ABSTRACT There is a great need in several areas of astrophysics and space physics to carry out high order of accuracy, divergence-free MHD simulations on spherical meshes. This requires us to pay careful attention to the interplay between mesh quality and numerical algorithms. Methods have been designed that fundamentally integrate high-order isoparametric mappings with the other high accuracy algorithms that are needed for divergence-free MHD simulations on geodesic meshes. The goal of this paper is to document such algorithms that are implemented in the geodesic mesh version of the RIEMANN code. The fluid variables are reconstructed using a special kind of WENO-AO algorithm that integrates the mesh geometry into the reconstruction process from the ground-up.

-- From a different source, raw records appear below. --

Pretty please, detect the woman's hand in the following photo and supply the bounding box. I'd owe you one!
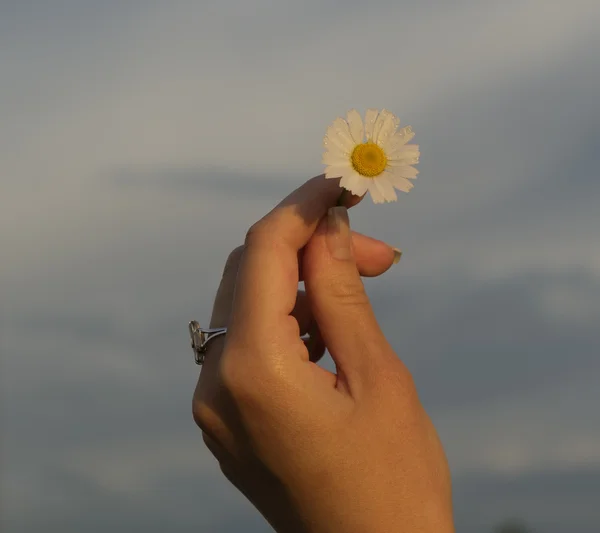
[193,176,454,533]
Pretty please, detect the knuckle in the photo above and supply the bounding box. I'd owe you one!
[328,278,370,307]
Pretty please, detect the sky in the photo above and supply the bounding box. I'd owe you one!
[0,0,600,533]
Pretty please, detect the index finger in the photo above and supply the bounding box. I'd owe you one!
[229,175,360,338]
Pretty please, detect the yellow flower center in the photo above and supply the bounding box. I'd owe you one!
[350,142,387,178]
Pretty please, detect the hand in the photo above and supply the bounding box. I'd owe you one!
[193,176,454,533]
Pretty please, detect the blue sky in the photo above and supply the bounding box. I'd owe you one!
[0,0,600,533]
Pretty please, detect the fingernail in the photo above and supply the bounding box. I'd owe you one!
[327,206,352,260]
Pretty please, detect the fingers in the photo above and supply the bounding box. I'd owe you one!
[300,231,402,281]
[228,176,360,345]
[210,246,244,328]
[303,207,392,393]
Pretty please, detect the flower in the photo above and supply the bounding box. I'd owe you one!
[323,109,419,204]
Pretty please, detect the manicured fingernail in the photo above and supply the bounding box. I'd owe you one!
[327,206,352,260]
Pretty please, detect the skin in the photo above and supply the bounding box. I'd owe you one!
[193,176,454,533]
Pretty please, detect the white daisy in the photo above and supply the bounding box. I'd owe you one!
[323,109,419,204]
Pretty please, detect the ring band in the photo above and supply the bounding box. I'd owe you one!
[189,320,227,365]
[189,320,310,366]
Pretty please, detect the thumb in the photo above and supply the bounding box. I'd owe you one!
[302,206,393,394]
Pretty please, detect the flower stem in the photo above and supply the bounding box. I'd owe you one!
[335,189,347,207]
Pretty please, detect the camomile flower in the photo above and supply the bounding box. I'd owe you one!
[323,109,419,204]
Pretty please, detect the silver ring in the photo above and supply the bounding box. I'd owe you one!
[189,320,310,365]
[190,320,227,365]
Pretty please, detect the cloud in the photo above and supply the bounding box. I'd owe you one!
[0,0,600,533]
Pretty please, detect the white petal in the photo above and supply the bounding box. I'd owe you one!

A novel divergence-free reconstruction strategy for the magnetic field that performs efficiently at all orders, even on isoparametrically mapped meshes, is then presented. The MHD equations are evolved in space and time using a novel ADER predictor algorithm that is efficiently adapted to the isoparametrically mapped geometry. The application of one-dimensional and multidimensional Riemann solvers at suitable locations on the mesh then provides the corrector step. The corrector step for the magnetic field uses a Yee-type staggering of magnetic fields. This results in a scheme with divergence-free update for the magnetic field. The use of ADER enables a one-step update that only requires one messaging operation per complete timestep. This is very beneficial for parallel processing. Several accuracy tests are presented as are stringent test problems. PetaScale performance is also demonstrated on the largest available supercomputers.